Commission sets out future actions to strengthen the safety of derivatives markets


The Commission has adopted a Communication on derivatives markets. In 2010 it will come forward with legislative proposals in line with the G20 Pittsburgh statement. The communication will be accompanied by a thorough impact assessment.

The Communication sets out future policy actions to increase the transparency of the derivatives market reduce counterparty and operational risk in trading and enhance market integrity and oversight. It follows the stakeholder consultation launched with the Communication in July and the public hearing in September. The Commission will come forward with legislative proposals in 2010. These proposals will be in line with the G20 Pittsburgh statement and will be accompanied by a thorough impact assessment. In order to avoid any risk of regulatory arbitrage and to ensure a global consistency of policy approaches, the Commission stands ready to work with authorities around the world in order to finalise the proposals.

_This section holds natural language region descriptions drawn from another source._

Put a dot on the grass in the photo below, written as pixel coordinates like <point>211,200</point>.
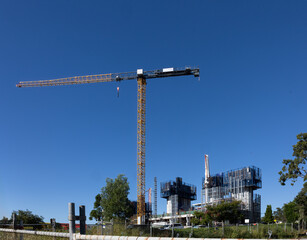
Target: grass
<point>256,232</point>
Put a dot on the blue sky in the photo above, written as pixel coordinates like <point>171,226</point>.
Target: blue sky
<point>59,144</point>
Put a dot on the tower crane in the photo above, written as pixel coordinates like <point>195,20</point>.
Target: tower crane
<point>141,76</point>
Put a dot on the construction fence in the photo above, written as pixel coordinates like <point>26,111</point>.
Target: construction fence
<point>124,232</point>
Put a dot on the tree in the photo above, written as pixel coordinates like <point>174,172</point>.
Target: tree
<point>301,201</point>
<point>5,220</point>
<point>268,216</point>
<point>27,217</point>
<point>294,169</point>
<point>113,202</point>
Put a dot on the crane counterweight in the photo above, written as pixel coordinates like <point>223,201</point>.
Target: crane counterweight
<point>141,76</point>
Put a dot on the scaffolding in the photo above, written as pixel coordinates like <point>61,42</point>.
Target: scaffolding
<point>178,194</point>
<point>238,184</point>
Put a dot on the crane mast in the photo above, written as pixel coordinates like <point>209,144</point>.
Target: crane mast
<point>141,77</point>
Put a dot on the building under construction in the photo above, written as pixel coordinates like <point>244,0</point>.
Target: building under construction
<point>179,195</point>
<point>232,185</point>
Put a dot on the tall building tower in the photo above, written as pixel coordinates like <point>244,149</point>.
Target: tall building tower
<point>178,194</point>
<point>238,184</point>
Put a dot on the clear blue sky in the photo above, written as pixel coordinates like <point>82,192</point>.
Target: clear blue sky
<point>59,144</point>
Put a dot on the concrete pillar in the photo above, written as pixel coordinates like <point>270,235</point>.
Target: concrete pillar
<point>72,220</point>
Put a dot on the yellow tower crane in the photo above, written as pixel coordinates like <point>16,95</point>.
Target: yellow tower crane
<point>141,77</point>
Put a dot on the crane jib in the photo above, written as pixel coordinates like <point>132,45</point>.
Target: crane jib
<point>160,73</point>
<point>141,77</point>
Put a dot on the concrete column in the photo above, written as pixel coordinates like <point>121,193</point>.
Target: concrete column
<point>82,219</point>
<point>72,220</point>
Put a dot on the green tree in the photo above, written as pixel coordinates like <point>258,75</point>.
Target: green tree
<point>113,202</point>
<point>294,169</point>
<point>301,201</point>
<point>27,217</point>
<point>5,220</point>
<point>268,216</point>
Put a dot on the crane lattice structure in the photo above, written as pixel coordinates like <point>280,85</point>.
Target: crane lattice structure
<point>141,77</point>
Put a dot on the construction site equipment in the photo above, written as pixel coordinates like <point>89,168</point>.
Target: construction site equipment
<point>238,184</point>
<point>178,194</point>
<point>141,76</point>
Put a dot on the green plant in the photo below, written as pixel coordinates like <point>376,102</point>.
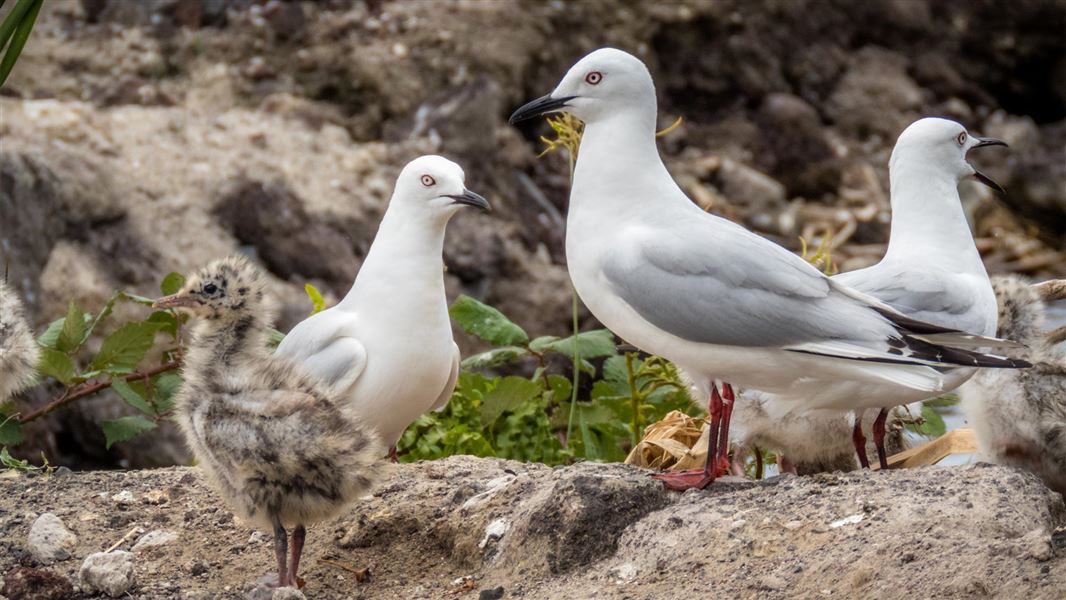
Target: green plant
<point>115,365</point>
<point>15,31</point>
<point>534,418</point>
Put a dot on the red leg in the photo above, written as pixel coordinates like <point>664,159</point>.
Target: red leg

Internal Market and Services Commissioner Charlie McCreevy said: "This Communication marks a paradigm shift away from the traditional view that derivatives are financial instruments for professional use and thus require only light-handed regulation. The Commission proposes a comprehensive approach that will ultimately enable markets to price risks properly. We cannot afford another situation where the risks of the financial sector are ultimately borne by the taxpayer." The future policy actions will:

·         reduce counterparty risk by (i) proposing legislation to establish common safety, regulatory and operational standards for central counterparties (CCPs), (ii) improving collateralisation of bilaterally-cleared contracts, (iii) substantially raising capital charges for bilaterally-cleared as compared with CCP-cleared transactions, and on top of this (iv) mandating CCP-clearing for standardised contracts;

·         reduce operational risk by promoting standardisation of the legal terms of contracts and of contract-processing;

·         increase transparency by (i) mandating market participants to record positions and all transactions not cleared by a CCP in trade repositories, (ii) regulating and supervising trade repositories, (iii) mandating trading of standardised derivatives on exchanges and other organised trading venues, and (iv) increasing transparency of trading as part of the review of the Markets in Financial Instruments Directive (MiFID) for all derivatives markets including for commodity derivatives;

·         enhance market integrity and oversight by clarifying and extending the scope of market manipulation as set out in the Market Abuse Directive (MAD) to derivatives and by giving regulators the possibility to set position limits.